New rules affect all road users and many of the penalties for failing to comply are now more severe than before
The changes to Spain’s traffic law that came into effect on Monday this week affect all road users. As well as new regulations, the penalties for some existing infractions have been made stricter.
Drivers and motorcyclists are no longer permitted to exceed the speed limit by 20 kilometres an hour when overtaking other vehicles.
When passing a bicycle or motorcycle, the driver should fully occupy the adjoining lane on a road with two or more lanes. On single-lane roads, they must leave at least 1.5 metres between their vehicle and the bike or motorcycle. Failure to do so will result in a loss of six points from their driving licence.
From now on, anyone who drives with a mobile phone in their hand will lose six points from their licence instead of three. Failure to use a seat belt, child retention systems and other elements of protection, such as crash helmets for motorcyclists, will result in a loss of four licence points instead of three.
Throwing anything into the road or nearby which could cause a fire or accident will be penalised with a loss of four licence points and a 500-euro fine.
Pedestrians always have right of way on zebra crossings, pavements and in pedestrian areas, including over personal mobility vehicles such as bicycles and scooters.
Stopping or parking in a cycle lane is now a serious offence and will result in a 200-euro fine.
Radar speed traps
It is forbidden to carry radar jammers in vehicles, whether they are connected or not. Doing so will result in the loss of three licence points and a 200-euro fine.
Motorbikes and mopeds
People on motorcycles and mopeds are allowed to wear certified or homologised wireless devices on their helmets for communication or navigational purposes, but it is not permitted to carry a mobile phone between the helmet and your head.

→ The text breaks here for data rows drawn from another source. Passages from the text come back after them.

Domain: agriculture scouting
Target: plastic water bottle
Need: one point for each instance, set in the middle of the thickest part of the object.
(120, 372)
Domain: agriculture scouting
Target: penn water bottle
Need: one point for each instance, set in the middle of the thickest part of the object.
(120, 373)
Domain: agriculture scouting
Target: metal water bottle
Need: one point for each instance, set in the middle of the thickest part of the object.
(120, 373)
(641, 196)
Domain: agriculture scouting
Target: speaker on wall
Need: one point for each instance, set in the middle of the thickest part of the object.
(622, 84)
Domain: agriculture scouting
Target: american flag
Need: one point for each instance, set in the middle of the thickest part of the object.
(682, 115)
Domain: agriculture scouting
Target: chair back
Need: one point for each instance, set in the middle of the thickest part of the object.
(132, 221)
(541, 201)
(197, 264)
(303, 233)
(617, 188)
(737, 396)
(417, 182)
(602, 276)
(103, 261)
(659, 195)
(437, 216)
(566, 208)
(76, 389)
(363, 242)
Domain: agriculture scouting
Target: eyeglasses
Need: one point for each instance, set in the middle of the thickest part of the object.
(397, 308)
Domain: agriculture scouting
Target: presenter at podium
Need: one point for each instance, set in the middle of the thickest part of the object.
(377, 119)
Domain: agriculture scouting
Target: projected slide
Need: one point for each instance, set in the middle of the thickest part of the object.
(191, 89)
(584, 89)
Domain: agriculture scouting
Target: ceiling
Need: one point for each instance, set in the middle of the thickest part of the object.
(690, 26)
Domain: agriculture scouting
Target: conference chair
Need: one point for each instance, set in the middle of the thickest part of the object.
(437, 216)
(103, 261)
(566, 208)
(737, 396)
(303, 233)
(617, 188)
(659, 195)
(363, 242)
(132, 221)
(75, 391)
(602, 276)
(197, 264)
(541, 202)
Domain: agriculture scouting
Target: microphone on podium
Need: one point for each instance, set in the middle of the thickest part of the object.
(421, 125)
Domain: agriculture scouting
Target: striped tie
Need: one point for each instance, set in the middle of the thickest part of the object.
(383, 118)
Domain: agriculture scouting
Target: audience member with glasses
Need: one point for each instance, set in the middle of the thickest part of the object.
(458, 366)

Failure to wear a crash helmet, or not wearing one correctly, will result in a loss of four licence points instead of the previous three.
Bikes and scooters
No personal mobility vehicles may use the pavement or other pedestrian spaces; they must use cycle lanes or, if there are none, the road. They are not permitted on dual carriageways or motorways.
A helmet must now be worn by law on a scooter or any other type of personal mobility vehicle. With regard to bikes, helmets must be worn on inter-urban roads, but in towns this is only obligatory for under-16s.
Because so many under-18s use bicycles and electric scooters nowadays, the alcohol limit as far as they are concerned is zero.
The system for recovering lost points is the same as before, but the full 12 points can be recovered in two years now, as long as there have been no new offences in-between.